By EDRi · February 18, 2014

On 12 February, the European Commission produced a broadly solid Communication (pdf) on global internet governance. Some of the policies promoted on a global level by the European Commission are really excellent – defend and promote fundamental rights and democratic values, multi-stakeholder governance structures, clear rules that respect rights and values and a single unfragmented network, etc.

The Commission is right to promote this approach, it is right to promote these values. But who will listen, when the European Commission itself fails to respect these principles?

The Commission talks of defending and promoting fundamental rights – yet its own internal analysis of Commissioner Kroes’ proposed Regulation on a Single Market for Telecommunications showed that it did not respect the EU’s own rules on fundamental rights. Commissioner Kroes ignored this advice and pushed blindly ahead with the proposal anyway.

The Commission talks of supporting a multistakeholder approach – yet the Commission ignored civil society’s views on net neutrality and repeatedly misrepresented the views civil society, for example by claiming that we want to ban specialised services (Futurezone.at – German language). What is multistakeholder involvement worth when stakeholders are willfully ignored and misrepresented?
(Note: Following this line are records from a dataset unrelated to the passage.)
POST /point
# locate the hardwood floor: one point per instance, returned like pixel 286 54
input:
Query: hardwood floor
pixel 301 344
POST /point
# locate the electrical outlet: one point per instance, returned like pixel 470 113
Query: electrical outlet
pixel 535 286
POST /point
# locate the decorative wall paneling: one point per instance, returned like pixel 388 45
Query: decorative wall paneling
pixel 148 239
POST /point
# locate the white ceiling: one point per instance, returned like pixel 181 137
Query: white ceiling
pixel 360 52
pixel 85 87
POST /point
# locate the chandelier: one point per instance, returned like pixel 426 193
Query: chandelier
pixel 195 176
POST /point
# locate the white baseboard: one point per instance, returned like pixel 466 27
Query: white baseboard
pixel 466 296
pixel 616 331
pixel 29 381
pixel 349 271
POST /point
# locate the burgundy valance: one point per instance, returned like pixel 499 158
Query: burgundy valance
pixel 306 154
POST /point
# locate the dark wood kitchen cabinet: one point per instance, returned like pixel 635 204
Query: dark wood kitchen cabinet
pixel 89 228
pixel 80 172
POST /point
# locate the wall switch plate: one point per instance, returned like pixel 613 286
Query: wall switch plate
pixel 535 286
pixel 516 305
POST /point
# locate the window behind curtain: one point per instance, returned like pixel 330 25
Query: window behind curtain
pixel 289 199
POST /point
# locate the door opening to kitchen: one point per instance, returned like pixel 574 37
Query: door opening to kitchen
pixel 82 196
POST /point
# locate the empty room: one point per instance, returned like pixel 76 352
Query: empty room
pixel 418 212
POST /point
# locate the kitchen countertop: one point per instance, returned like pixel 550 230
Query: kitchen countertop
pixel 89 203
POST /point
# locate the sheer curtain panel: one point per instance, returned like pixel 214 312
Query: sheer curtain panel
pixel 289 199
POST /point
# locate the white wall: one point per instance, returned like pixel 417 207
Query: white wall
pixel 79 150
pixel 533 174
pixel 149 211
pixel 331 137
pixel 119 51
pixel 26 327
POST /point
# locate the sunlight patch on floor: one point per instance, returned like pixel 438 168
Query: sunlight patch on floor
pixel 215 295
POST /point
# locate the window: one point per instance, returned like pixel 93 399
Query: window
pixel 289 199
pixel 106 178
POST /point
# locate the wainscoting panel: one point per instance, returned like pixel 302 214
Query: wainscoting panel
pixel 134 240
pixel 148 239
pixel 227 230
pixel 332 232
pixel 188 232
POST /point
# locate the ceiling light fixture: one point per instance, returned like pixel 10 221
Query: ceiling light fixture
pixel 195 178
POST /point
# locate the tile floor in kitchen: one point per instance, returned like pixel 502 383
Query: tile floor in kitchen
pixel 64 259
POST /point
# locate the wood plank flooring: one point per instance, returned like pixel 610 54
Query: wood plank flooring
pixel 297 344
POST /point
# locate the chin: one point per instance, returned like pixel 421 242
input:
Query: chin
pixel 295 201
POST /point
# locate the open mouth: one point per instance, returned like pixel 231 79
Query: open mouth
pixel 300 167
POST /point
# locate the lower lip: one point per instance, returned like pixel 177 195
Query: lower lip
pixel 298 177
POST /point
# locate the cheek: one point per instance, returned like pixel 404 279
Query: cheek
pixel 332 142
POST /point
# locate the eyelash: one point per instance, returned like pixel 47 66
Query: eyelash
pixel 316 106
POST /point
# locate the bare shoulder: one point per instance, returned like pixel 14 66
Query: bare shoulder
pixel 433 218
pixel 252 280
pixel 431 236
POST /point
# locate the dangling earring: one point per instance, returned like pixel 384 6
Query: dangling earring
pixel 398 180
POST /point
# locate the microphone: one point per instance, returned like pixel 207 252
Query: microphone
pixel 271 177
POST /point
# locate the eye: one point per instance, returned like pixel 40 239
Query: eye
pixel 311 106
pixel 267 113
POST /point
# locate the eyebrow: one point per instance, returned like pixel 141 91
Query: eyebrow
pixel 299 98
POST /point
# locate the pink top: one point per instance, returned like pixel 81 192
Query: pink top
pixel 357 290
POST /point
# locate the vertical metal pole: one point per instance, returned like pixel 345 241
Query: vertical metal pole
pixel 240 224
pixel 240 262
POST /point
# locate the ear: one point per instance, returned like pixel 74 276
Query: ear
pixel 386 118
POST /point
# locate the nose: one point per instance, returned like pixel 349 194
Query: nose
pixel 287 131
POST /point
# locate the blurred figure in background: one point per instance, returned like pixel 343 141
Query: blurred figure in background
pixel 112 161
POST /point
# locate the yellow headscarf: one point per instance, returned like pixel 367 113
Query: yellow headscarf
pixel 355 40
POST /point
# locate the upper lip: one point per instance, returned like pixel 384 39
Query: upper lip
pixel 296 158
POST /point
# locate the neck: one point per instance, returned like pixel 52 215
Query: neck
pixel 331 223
The Commission talks about respecting rules and values, yet it proposed allowing Internet access companies to block and filter private communications to implement privatised (Article 23.5.a and Recital 46 of the proposal), lawless censorship, even though the EU’s Charter of Fundamental Rights is very clear that restrictions on our rights to freedom of communication and privacy must be foreseen by law (Article 52). Respecting rules and values, indeed.

The Commission talks about the value of an “unfragmented network”, yet proposed legislation with regard to “net neutrality” (the Regulation on a Single Market for Telecommunications) that would explicitly create rules permitting internet companies to discriminate between services, building barriers to freedom of communication and business.

The Commission’s fine words are wise, insightful and thorough. Sadly, its actions fail to achieve the same standards.